Anonymous ID: 9ddc9b Jan. 28, 2022, 12:15 p.m. No.15485138   🗄️.is 🔗kun

I found this article while scrolling through the Twitter feed of the Truck Convoy. It's long, but I think that some of the points he makes are good to bring up when talking to vax mandate people. This is not an endorsement of the Nova Scotia Civil Liberties Association (NSCLA) - I just read this one piece and haven't researched them at all.

 

The Ugly Business of Scapegoating the Unvaccinated

https://nscla.org/news/the-ugly-business-of-scapegoating-the-unvaccinated/

 

Conclusion

I have taken a long time to say something very simple. Look carefully enough, and we will all see our own role in the ills that plague society. Corona is the tip of the iceberg, or perhaps it’s better compared to a mirror. Mirrors are especially useful for studying yourself – they make it easier to see the log in our own eye, and draw our attention away from shining a spotlight on the speck in our neighbour’s.

 

To win back the trust that has made one of Canada the great places to live in the world, we need to give up the scapegoating and return to the work of forgiveness, the truth and reconciliation that has made us the good, if flawed, country that we are.

 

Scapegoating always ends in vengeance and violence. Only forgiveness can give us the peace we all so desperately seek to make our best laid plans, and forgiveness is only possible when it is freely offered. “The right thing to do” is, and can only ever be, a free choice.
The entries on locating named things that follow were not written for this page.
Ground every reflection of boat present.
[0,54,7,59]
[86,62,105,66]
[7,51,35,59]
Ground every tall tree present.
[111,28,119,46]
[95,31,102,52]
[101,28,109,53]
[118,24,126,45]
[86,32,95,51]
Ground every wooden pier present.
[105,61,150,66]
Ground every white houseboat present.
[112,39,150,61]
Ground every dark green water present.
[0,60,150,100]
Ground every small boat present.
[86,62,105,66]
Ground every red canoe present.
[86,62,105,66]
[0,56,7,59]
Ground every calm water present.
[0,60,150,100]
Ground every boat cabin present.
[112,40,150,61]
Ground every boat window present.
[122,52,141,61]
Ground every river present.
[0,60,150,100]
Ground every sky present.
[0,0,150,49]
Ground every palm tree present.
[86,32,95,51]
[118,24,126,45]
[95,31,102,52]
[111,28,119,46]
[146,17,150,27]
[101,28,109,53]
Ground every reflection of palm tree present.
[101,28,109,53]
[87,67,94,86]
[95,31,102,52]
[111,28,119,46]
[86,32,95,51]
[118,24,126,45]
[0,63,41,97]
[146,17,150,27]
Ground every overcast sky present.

It cannot be dictated over Zoom from a cottage in the wilderness.

 

The right thing to do is to forgive those who make choices we disagree with, assume the goodness lying behind their intentions unless given compelling reason to believe otherwise, and do our utmost not to ruin the trust on which free institutions are built, including our healthcare system. Persuasion, not coercion, should guide us.

 

I acknowledge this is a disappointing philosophy for those who are sure they know what the right thing to do is. But in complex circumstances, when good people find themselves in disagreement, the only other kind of philosophy possible takes us to much darker places than a virus ever could.